Canadians sometimes ask us about how bail-in, a tool for resolving large banks, affects their savings. We think you’ll find our response reassuring.

What is bail-in?

Bail-in is a resolution tool that CDIC can use to convert some of a failing domestic systemically important bank’s (D-SIB) debt into common shares in order to recapitalize the bank and allow it to remain open and operating. The bank’s debt does not include deposits.

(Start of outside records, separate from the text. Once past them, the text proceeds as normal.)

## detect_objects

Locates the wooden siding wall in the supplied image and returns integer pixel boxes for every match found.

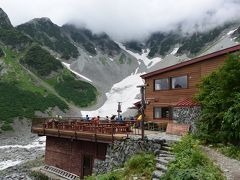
[144,54,227,121]
[45,136,107,177]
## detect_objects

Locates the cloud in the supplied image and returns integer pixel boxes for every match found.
[1,0,240,41]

This means that money in a savings or chequing account, or a term deposit such as a GIC, is protected and covered by CDIC deposit insurance and will not be used in a bail-in situation.

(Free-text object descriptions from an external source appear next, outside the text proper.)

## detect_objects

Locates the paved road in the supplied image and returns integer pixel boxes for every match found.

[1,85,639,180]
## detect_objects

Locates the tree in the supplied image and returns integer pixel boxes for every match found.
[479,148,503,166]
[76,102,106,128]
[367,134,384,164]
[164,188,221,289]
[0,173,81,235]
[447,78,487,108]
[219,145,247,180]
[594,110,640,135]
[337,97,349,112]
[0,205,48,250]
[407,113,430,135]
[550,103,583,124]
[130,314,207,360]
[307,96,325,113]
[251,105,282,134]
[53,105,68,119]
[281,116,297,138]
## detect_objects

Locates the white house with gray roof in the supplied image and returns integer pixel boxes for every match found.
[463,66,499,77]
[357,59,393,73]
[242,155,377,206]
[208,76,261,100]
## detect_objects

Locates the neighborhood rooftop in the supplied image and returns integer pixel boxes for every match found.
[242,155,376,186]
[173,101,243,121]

Bail-in gives CDIC an additional tool to deal with the unlikely failure of a major bank in a manner that preserves financial stability, reduces taxpayer exposure, increases market discipline and reduces incentives for D-SIBs to take excessive risks.

At a high-level, the process would involve CDIC taking temporary control or ownership of the non-viable bank, executing a bail-in conversion to recapitalize the bank, and undertaking any other restructuring measures necessary to restore the bank to viability.

After the completion of the bail-in conversion and other steps required to restore the bank back to viability, CDIC would return the bank to private control.

I have money in a chequing and a savings account. Would CDIC use any of these personal deposits to fund a bail-in conversion?

No. Deposits in chequing and saving accounts are excluded from bail-in. This means that deposits in chequing accounts, savings accounts and term deposits such as GICs would remain protected by CDIC. The bail-in regime would have no impact on deposit insurance provided by CDIC.

In addition, the bail-in regime gives CDIC a resolution tool to keep a domestic systemically important bank (D-SIB) open and operating, which would allow it to continue to serve its customers.

If my deposits are protected and will not be used to bail out a large bank, what money is used during a bail-in situation?

The bail-in power only applies to debt that has specific features. Deposits such as chequing and savings accounts and term deposits like GICs are not affected.

I bank at a smaller member institution with only a few hundred customers. Would bail-in be used at my bank?

No. Bail-in would only be used to resolve Canada’s largest banks (D-SIBs).